Пока Митька каялся в своей вине, без конца повторяя одно и то же, Придурковатый не произнес ни слова, только сверлил свояка ненавидящими глазами. Дурак-то был сделан из более прочного материала.
В ту же ночь все было кончено. Ни один из заговорщиков не пытался оказать сопротивления.
13
Следующий день, канун Первомая, мы посвятили последним приготовлениям к празднику.

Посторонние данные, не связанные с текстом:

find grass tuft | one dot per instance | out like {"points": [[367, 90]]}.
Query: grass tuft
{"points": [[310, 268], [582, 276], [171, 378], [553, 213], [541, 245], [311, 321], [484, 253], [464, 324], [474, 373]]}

Но у нас всех было такое чувство, будто праздник уже наступил. Мы с Агафоном ходили в героях, мне это льстило, но Агафон злился: единственный случай был помериться силой с кулачьем, да и тот не задался…
Все же на душе у меня было смутно, мне не давала покоя мысль о Катюше, и я рано отправился домой. По дороге я повстречал Агафона и, пораженный, остановился; Агафон шел с девушкой. Маленькая, худенькая, в линялом голубом платье, она доверчиво притулилась к своему рослому спутнику. Они шли под руку, их пальцы были тесно сплетены, словно они боялись потерять друг друга. В свободной руке девушка несла кубанку Агафона. Лицо Агафона, непривычно белое, чистое, глядело на меня из-под шапки черных, аккуратно зачесанных волос, и я впервые увидел, что Агафон очень красивый.
— Вот… прогуляться вышли, — застенчиво сказал Агафон и теснее прижал к себе девушку. Она улыбнулась и посмотрела на него снизу вверх. — Хорошо нынче дышится! — продолжал Агафон каким-то виноватым голосом. — Исключительный воздух… Ну, бывай, Коляка…
Агафон повернулся, едва не оторвав от земли свою легкую спутницу. Они направились к околице, и я с невольной грустью смотрел им вслед. Они были вместе, они шли рука об руку, они были счастливы. И даже свежая, яркая фиолетовая заплата на штанах Агафона, казалось, сверкала счастьем.
Мог ли я думать, что в последний раз вижу Агафона живым!
Часа через два после нашей встречи в хату к нам ворвался Петрак, белый, как под луной, с дрожащей челюстью:
— Давай до мельницы! Агафона убили!..
Вот что я узнал из сбивчивых, отрывистых слов Петрака, пока мы бежали к мельнице, стоявшей на взлобке между речкой и околицей. Проводив девушку — она была из соседнего села, — Агафон возвращался в Позднеевку, когда из-за мельницы наперерез ему вышли трое: Карачун, Буртовский и Веремейко — кулацкие сынки, разоблаченные Агафоном студенты.
Какой у них там вышел разговор, неизвестно, но кончился он тем, что Агафона хватили шкворнем по голове. Агафон упал, а нападавшие бежали. Старая кубанка смягчила удар, и, когда лежащего на земле Агафона приметил Павел Ермолин, направлявшийся куда-то с гармонью, в нем еще теплилась жизнь. «Не трожь меня, — сказал Агафон, — не то я помру раньше, чем скажу. Передай ребятам — меня убили Карачун, Буртовский и Веремейко…» Затем он уронил лицо в траву и затих. Убедившись, что Агафон мертв, отец Катюши побежал в деревню и поднял наших ребят. Одни бросились к мельнице, другие, во главе с Гвозденкой, на неоседланных лошадях пустились в погоню.